Dua
malaikat, oleh agama diyakini tetap ikut bersama kita dalam keadaan apapun,
ditempat manapun, sedang berbicara dengan siapa saja dan melakukan perbuatan
apapun. Kedua malaikat itu dikenal Atid dan Raqib. Si Atid tugas mencatat,
merekam segala perbuatan kejahatan, sedangkan Raqib tugasnya adalah mencatat
segala perbuatan kebaikan.
Soal
kebaikan tidaklah jadi masalah kalau tercatat dan terungkap, baik di dunia
apalagi di akhirat. Paling-paling kalau seseorang diungkapkan kebaikannya,
hanya senyum atau tersipu malu. Oleh karena itu maka sepertinya tak terlalu perlu dibicarakan dalam ruang
tulisan ini.
Soal
perbuatan kejelekan atau keburukan, bila terungkap banyak orang akan menyanggah
misalnya mengaku tidak pernah berbuat seperti yang diungkap rekaman dan catatan
itu. Bahkan mungkin kalau nanti yang dihadapkan ke mahkamah Tuhan itu, warga negara yang di negaranya ada
undang-undang melarang orang merekam pembicaraan, dia mungkin akan
mempersoalkan legal standing dari malaikat Atid yang merekam perbuatannya.
Itulah
sebabnya mungkin Allah telah mengantisipasi
keberatan dari warga negara yang dinegaranya ada undang-undang melarang
merekam, dengan menegaskan di banyak ayat dalam kitab suci bahwa kelak di
pengadilan Tuhan, banyak alat bukti lain yang telah dipersiapkan.

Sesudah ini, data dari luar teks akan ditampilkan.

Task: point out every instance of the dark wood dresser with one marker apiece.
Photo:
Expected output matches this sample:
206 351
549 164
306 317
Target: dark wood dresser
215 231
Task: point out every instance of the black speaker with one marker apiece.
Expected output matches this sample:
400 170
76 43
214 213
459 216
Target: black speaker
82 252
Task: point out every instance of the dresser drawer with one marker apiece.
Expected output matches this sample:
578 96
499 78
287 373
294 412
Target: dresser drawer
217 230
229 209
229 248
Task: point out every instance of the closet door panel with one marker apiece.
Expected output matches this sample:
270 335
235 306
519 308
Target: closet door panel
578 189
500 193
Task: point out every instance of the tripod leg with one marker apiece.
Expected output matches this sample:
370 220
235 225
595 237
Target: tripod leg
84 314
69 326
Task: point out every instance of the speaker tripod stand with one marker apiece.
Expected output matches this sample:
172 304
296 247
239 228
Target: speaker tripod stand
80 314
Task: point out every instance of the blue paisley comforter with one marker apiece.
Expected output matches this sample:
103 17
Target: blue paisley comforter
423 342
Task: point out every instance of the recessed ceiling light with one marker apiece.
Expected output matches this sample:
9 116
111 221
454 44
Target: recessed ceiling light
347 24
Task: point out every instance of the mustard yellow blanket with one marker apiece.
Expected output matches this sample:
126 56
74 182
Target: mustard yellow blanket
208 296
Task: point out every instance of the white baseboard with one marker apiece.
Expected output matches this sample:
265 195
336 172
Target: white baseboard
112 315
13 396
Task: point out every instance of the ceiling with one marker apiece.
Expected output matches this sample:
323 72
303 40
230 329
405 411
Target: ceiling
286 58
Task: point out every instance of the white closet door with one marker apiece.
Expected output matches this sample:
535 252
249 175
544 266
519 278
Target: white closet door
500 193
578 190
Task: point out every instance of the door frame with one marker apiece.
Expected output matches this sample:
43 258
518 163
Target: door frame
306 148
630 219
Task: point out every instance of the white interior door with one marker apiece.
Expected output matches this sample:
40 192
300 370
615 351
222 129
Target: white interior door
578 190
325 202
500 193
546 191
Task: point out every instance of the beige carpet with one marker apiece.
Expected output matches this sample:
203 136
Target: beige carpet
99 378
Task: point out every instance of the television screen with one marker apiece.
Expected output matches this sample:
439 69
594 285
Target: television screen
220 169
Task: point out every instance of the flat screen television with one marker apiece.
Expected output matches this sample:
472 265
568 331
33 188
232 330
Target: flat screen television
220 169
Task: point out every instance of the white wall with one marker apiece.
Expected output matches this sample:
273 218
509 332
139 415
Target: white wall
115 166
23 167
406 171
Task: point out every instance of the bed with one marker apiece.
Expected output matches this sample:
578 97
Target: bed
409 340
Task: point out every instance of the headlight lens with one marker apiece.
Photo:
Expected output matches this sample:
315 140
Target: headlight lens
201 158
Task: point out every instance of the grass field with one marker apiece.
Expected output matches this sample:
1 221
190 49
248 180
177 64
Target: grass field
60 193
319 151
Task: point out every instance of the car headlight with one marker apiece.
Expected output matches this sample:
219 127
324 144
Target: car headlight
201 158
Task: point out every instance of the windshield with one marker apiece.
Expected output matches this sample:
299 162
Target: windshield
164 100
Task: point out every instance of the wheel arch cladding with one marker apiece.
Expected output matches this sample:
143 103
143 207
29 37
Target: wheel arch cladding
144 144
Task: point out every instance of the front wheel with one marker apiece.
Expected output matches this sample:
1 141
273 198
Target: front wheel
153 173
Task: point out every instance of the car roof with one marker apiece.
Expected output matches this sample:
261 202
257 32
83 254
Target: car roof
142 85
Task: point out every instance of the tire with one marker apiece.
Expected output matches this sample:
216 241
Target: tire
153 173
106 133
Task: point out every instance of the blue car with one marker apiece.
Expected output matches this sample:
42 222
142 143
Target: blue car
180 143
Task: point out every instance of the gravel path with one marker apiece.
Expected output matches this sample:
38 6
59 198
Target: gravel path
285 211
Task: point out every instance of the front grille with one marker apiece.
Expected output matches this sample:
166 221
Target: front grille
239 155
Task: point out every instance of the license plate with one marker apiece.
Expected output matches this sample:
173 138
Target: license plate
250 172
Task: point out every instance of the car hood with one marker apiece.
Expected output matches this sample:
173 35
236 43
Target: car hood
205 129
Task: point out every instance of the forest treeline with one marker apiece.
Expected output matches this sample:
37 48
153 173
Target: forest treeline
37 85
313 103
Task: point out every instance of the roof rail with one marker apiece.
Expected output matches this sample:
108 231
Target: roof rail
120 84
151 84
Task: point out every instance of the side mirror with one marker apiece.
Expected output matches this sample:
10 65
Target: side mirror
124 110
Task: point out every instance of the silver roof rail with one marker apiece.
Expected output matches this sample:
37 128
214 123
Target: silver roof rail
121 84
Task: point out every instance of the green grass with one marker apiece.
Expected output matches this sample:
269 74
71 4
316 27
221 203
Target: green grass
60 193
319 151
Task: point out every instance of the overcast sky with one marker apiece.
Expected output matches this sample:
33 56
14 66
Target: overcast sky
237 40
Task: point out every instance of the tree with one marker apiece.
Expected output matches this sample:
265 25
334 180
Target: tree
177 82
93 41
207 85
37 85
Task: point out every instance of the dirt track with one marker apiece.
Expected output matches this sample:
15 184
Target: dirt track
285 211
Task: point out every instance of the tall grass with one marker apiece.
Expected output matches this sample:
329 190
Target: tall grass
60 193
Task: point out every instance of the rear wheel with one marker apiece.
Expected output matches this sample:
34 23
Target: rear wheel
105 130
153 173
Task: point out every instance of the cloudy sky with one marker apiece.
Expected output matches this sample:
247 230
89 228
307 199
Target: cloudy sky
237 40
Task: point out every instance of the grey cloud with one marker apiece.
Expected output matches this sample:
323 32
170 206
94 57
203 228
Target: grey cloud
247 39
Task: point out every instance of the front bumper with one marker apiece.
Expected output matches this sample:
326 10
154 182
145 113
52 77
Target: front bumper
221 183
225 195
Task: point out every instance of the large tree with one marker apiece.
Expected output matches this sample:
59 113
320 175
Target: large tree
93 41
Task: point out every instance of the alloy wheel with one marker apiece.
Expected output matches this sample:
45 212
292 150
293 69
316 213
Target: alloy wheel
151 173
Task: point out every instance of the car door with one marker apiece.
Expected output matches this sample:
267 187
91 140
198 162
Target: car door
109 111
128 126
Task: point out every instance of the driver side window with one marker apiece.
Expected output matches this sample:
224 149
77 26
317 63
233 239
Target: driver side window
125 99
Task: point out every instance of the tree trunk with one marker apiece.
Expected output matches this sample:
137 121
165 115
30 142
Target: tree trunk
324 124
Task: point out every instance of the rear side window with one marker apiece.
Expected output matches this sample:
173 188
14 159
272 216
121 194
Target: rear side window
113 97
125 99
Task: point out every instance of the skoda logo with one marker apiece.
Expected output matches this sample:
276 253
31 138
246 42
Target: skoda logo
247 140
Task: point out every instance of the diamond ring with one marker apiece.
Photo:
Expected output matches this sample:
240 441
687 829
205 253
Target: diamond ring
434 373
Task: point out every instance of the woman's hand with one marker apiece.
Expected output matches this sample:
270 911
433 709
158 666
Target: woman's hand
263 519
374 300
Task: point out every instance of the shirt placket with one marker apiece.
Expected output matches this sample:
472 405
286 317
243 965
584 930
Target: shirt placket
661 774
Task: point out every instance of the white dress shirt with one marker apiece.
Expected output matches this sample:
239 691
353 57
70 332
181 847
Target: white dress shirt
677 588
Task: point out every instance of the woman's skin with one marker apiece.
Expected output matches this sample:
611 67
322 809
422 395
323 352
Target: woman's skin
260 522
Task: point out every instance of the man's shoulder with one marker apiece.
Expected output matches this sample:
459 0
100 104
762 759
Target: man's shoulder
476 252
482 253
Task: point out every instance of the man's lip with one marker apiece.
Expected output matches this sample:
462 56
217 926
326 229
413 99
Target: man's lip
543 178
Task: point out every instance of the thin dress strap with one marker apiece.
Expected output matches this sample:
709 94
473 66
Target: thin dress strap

Alat bukti
lain itu ialah: tangan, kaki, lidah dan seluruh anggota badan kita akan menjadi
saksi. Sehingga percuma saja membatah, sebab tangan yang pernah melakukan
maksiat langsung bersaksi bahwa dianya diperintahkan oleh yang punya tangan
melakukan perbuatan tersebut. Demikian juga kaki, dan anggota tubuh lainnya,
termasuk lidah yang pernah berbica seperti rekaman si Atid, juga mengakui
secara jujur apa yang diucapkannnya.
Mungkin
perlu agaknya kita merenungkan, bahwa sesungguhnya kehidupan kita di dunia ini
hanya mampir sebentar, benar-benar sebentar. Tak mungkin seorang akan hidup
duaratus tahun, untuk hidup sampai seratus tahun saja, agaknya sudah serba
repot. Repot buat si kakek/nenek yang hidup lebih seratus tahun itu, juga buat
kelaurga, anak dan cucu.
Oleh
karena untuk apalah berbuat yang tidak baik, mencari kekayaan dan kesenangan
hidup dengan jalan tidak baik. Yakinlah berapapun banyaknya harta anda, berapa
tinggipun pangkat anda dan berapa muliapun jabatan anda, sama saja hidup di dunia
ini hanya mampir kurang dari seratus tahun. Bahkan kadang dalam usia enam puluh,
tujuh puluh tahun sudah di panggil kepabali ke tempat asalnya. Dalam perantauan
mampir sebentar di dunia ini, dapat saja mendadak anda dipanggil pulang.
Ambil
contoh perumpamaan anda merantau ke dunia, misalnya dipersamakan dengan anda
merantau ke Jakarta. Tempat asal anda misalnya di suatu provensi di ujung timur
atau barat Indonesia. Suatu ketika Ibunda anda memanggil pulang. Begitu penting
kepulangan anda itu diharapkan oleh Ibunda anda, tak sekali-kalinya ia
memanggil pulang setelah anda merantau sejak tahun 60 an. Misalnya anda
orangnya tak sukses-sukses amat di Jakarta, hidup pas pasan, barangkali ATM pun
tak banyak isinya, tapi berkat anda punya hubungan baik dengan handai tolan se
pekerjaan dan tetangga kampung tempat bermukim. Mungkin untuk biaya pulang
tersebut dapatlah usaha cari pinjaman sana-sini, al hasil ongkos pulangpun tersedia.
Segera
anda ke bandara setelah mengantongi tiket ke kampung halaman. Sakin lamanya di
rantau, suasana di kampung sudah banyak berubah. Tidak saja alat transportasi,
tetapi jalan-jalanpun sudah banyak di bangun oleh Bupati daerah kelahiran anda
itu. Begitu banyaknya jalan, maka perjalanan dari bandara menuju rumah andapun,
anda sudah tidak faham lagi. Lagian ketika anda meninggalkan kampung halaman
dulu belum pakai pesawat terbang, numpang kapal dagang lewat laut berhari hari
ber malam-malam baru sampai ke pelabuhan Pasar Ikan Jakarta. Bukan soal jalan
saja, generasi seangkatan andapun sudah dapat dihitung dengan jari, sehingga
anda betul-betul asing di kampung anda sendiri. Oleh karena itu untuk sampai
kerumah tempat “Plasenta” anda dikuburpun anda harus tanya sana tanya sini.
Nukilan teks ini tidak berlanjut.